Blogger Dana King said...

Great day in the blogsphere for John McFetridge; Declan Burke gives DIRTY SWEET a great writeup on Crime Always Pays.

I've read some of John's short fictin and liked it a lot. Now I have two books to add to my TBR pile. This internet thing is getting expensive.

July 02, 2008  
Blogger Linkmeister said...

We get the CBC's As It Happens on public radio out here every day, and I've heard a lot of stories about Hell's Angels in Canada. I've often wondered if the group constitutes a huge problem there, or if it's the bikers' visibility which causes the news. Now you tell me a biker gang has hit crime fiction, so maybe I'd better take the AIH folks more seriously.

July 02, 2008  
Blogger Linkmeister said...

Forgot. Anybody who references Neil Young in a book title is worth a read.

July 02, 2008  
Blogger GJG said...

Reading the Linkmeister's comments I have to flash on the fact that I actually went to jr Highschool and early Highschool with the guys that founded the original chapter of Hell's Angels out in the San Bernardino/Fontana area in the late 40's and Early 50's---more to the post however I have to say when reading I am torn over which I find more fascinating---references to cities I am familiar with, streets stores etc, or totally fictional make believe well describe settings I can fix in my mind---guess depends on the skill of the authors.

July 02, 2008  
Blogger GJG said...

OOOH want to again offer my thanks for the swell books ya sent as my prize in the contest a few weeks back. They arrived in the mail just a few minutes ago---keep up the challenging posts, I'll do my best to stay with ya----and input my comments.

July 02, 2008  
Blogger pattinase (abbott) said...

John is the "real thing" and a nice guy to boot. I read a bit of book three and it was simply outstanding. Go, John.

July 02, 2008  
Blogger The Clandestine Samurai said...

This comment has been removed by the author.

July 03, 2008  
Blogger The Clandestine Samurai said...

I don't know really know much about Canada, but the book seems like an intriguing read.

July 03, 2008  
Blogger Peter Rozovsky said...

Dana: Declan Burke is apparently a big fan of John McFetridge's. His blurb runs down the front inside jacket flap of Everybody Knows This Is Nowhere. I'd read one of John's short stories, to which he links on his own blog, and I liked. I've also just started reading Dirty Sweet, and the early verdict is favorable.

July 03, 2008  
Blogger Peter Rozovsky said...

Linkmeister, if you're intrigued by biker gangs and their roles in crime fiction, you'll very likely get a special kick out of Everybody Knows This Is Nowhere and John McFetridge's previous novel, Dirty Sweet. In his Toronto and Canada, things are changing for motorcycle gangs as well as for just about everyone else.
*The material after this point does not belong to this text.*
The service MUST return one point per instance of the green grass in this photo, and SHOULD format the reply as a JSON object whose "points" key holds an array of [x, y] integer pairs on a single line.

It was nice to see a Neil Young song title attached to the novel. "Cinnamon Girl" would make a good title, too. Now someone has to write a book to go with it.

July 03, 2008  
Blogger Peter Rozovsky said...

GJG, Everybody Knows ... works for me in both those ways. I have family in Toronto, and I have visited there. I am also familiar to the phenomenon of corporate head offices and English-speaking Quebecers leaving Montreal for Toronto after 1976. On the other hand, this was the first Toronto-set crime novel I had read, and I am unfamiliar with several of the neighborhoods McFetridge writes about. So the novel's Toronto works for me as a familiar setting and also as a city of the imagination.

You're welcome re the books. Enjoy them.

July 03, 2008  
Blogger Peter Rozovsky said...

CS, the book does a nice job of capturing much of what people say about present-day Toronto. I also mentioned in a previous comment the book's references to the exodus of Montrealers to Toronto. The author himself grew up just outside in Montreal, and he lives in Toronto. I don't know when he made the move, but he's surely familiar with that exodus phenomenon. So you need not read the book as a history lesson, but you will know something about Canada once you've read it. One of those things you'll learn is that Toronto and Canada have as many stories in them as does any great crime-fiction setting.

July 03, 2008  
Blogger Peter Rozovsky said...

Go, John is right, Patti. I've started Dirty Sweeet, and I look forward to Swap. It's exciting to make such discoveries.